[11 March 2014]
If you’ve heard of Eagulls before now, it probably has to do with a controversial note the band posted on their website in 2012 lambasting the music industry. This instance of biting the hand that feeds was a controversial one, but a lot of the talk about the band’s outburst focused on a single segment of the letter that many found to be misogynistic. What got lost in the chatter, though, was that nothing about what Eagulls did was especially new: their complaints about the music business were the same complaints many before them have had, and the very nature of their outburst wouldn’t have been out of place coming from the likes of Steve Albini (though Eagulls don’t possess invective as acerbic as Albini). As it turns out, the music on Eagulls’ self-titled debut album is also part of that same tired argument.
The album is a bit of a conundrum on first listen: it’s quite clear what kind of songs Eagulls are trying to write, but they undercut themselves at every turn. Structurally, the band stay within a pretty basic, punk-derived framework, but Mark Goldsmith and Liam Matthews’ guitars are layered with reverb when one would normally expect a clear, precise tone. One would assume that this was an attempt to distinguish Eagulls with so many similar bands getting exposure at the same time, but it just saps power and energy from the songs on here. Even so, bands like Merchandise and Iceage have already tread this ground, trying somehow to meld hardcore and shoegaze into a reverb-laden mush. Where Eagulls should have an edge, where they should be ferocious, they just come across as dull.
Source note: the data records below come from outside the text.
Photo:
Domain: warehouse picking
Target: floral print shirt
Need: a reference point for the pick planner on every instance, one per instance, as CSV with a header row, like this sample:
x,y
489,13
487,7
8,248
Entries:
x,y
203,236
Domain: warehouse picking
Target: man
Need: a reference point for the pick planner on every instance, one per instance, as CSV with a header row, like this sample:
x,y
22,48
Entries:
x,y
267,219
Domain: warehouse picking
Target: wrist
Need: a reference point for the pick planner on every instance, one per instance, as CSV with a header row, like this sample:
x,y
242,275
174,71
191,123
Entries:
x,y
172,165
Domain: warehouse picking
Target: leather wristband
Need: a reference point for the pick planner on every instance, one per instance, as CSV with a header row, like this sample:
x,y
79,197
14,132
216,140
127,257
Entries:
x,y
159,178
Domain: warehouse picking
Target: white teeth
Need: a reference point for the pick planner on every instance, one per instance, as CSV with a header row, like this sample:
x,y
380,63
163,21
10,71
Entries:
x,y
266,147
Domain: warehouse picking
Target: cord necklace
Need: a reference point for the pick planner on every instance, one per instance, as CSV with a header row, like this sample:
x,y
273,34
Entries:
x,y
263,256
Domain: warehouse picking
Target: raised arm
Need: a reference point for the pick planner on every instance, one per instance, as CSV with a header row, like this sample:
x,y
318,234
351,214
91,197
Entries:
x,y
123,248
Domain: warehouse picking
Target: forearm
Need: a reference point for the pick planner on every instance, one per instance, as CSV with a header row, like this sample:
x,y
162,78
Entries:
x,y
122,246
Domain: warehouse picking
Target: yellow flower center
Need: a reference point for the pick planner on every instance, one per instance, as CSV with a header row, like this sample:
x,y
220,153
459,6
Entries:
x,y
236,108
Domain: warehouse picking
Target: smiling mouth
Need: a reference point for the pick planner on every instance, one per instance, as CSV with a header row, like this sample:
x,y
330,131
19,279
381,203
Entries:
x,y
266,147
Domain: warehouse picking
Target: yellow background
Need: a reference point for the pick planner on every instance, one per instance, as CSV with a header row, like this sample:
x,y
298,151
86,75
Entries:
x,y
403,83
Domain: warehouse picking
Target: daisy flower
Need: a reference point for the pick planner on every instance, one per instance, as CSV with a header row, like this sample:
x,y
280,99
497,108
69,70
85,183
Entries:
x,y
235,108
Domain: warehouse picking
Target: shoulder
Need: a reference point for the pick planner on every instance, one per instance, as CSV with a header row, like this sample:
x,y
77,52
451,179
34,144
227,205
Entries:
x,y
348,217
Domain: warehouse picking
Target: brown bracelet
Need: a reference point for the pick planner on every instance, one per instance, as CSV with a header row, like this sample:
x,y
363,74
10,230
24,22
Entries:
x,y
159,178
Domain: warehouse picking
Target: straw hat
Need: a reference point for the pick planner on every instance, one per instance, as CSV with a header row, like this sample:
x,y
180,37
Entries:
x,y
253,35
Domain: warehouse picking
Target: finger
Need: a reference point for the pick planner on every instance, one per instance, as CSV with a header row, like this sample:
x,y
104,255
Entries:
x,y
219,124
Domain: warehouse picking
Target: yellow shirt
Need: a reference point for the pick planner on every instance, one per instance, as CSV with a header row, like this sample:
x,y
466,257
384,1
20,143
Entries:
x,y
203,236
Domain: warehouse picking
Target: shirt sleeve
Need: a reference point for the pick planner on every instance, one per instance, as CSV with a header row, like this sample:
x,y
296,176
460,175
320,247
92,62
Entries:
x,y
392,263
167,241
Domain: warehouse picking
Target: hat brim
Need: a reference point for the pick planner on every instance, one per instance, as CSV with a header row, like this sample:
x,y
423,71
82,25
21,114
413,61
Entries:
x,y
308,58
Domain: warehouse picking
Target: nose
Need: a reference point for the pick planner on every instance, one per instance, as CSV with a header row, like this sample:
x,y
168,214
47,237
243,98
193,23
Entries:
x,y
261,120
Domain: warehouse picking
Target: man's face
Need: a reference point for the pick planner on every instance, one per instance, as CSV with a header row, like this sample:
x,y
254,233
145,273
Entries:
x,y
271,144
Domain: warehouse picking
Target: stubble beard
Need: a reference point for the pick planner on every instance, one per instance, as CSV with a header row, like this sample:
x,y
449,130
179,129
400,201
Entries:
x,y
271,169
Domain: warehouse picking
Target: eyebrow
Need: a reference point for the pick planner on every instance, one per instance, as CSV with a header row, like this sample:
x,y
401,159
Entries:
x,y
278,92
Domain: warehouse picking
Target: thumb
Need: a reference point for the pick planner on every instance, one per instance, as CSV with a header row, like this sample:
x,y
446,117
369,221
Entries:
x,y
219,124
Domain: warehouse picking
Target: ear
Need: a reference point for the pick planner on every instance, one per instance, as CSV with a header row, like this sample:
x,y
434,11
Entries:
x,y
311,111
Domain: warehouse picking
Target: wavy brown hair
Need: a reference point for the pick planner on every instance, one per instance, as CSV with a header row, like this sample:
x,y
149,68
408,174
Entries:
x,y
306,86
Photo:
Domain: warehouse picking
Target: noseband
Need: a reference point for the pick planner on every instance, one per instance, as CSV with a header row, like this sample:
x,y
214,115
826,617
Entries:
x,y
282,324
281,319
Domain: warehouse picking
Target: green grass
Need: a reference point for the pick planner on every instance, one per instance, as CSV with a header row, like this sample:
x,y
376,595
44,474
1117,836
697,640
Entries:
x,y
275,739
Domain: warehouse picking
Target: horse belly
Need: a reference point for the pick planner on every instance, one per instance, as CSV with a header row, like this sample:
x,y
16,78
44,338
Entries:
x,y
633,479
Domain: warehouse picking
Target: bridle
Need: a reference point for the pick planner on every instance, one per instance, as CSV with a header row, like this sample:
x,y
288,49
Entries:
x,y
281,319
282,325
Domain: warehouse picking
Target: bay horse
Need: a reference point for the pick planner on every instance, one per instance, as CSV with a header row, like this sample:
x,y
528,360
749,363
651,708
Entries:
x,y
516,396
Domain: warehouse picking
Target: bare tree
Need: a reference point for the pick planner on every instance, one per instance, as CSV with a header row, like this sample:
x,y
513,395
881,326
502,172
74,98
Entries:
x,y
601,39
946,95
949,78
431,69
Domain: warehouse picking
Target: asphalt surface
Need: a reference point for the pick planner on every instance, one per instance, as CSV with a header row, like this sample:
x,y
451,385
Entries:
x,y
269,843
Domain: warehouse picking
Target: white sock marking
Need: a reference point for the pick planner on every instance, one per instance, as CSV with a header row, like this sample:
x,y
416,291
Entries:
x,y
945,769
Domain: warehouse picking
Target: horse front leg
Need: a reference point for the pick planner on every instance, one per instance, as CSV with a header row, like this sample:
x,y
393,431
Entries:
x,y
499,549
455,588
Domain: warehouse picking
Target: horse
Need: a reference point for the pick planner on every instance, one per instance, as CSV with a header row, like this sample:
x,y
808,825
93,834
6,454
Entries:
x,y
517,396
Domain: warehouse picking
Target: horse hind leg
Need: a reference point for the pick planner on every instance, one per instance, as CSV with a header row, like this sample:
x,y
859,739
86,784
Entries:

That dullness is only emphasized by the monochromatic nature of Eagulls. Punk (or post-punk, or hardcore, or whatever this new brand of three-chord rock is going to call itself in a few months) has a tendency to get a little same-y to the casual listener, but after repeated listens, the songs on Eagulls don’t distinguish themselves at all. A handful of them (“Possessed”, “Opaque”) manage to stick thanks to some fine guitar work. Mostly, though, the album is just slog after three-minute-slog in which George Mitchell bellows over the same handful of chords, sounding alternately bemused and infuriated. Lyrically, Mitchell offers about as much as the band’s music does: not much that you haven’t heard before (and better) elsewhere. Mitchell’s take on alienation and frustration (all well-worn topics in this genre) isn’t a particularly incisive take on the subject. Even when he gets relatively explicit, as he does on “Nerve Endings”, it doesn’t cut the way it’s supposed to.
As I’ve said before, there isn’t anything wrong with revival in pop music per se, and Eagulls’ main issue isn’t just that they’re some sort of nostalgia act. The real flaw of both the band and this album is that it tries really hard to be as acid-tongued and visceral as the albums that undoubtedly inspired it. Ultimately, though, the band is just too conservative to really pull it off. Far from being as incisive as Albini or as sonically daring as Kevin Shields, Eagulls have created something akin to comfort food, an album to soothe the fears of guitar nuts afraid that feedback-driven six-string assaults were somehow in danger of going extinct. Perhaps we’ll see more publicity stunts from Eagulls in the future; at this rate, their music isn’t going to challenge anyone.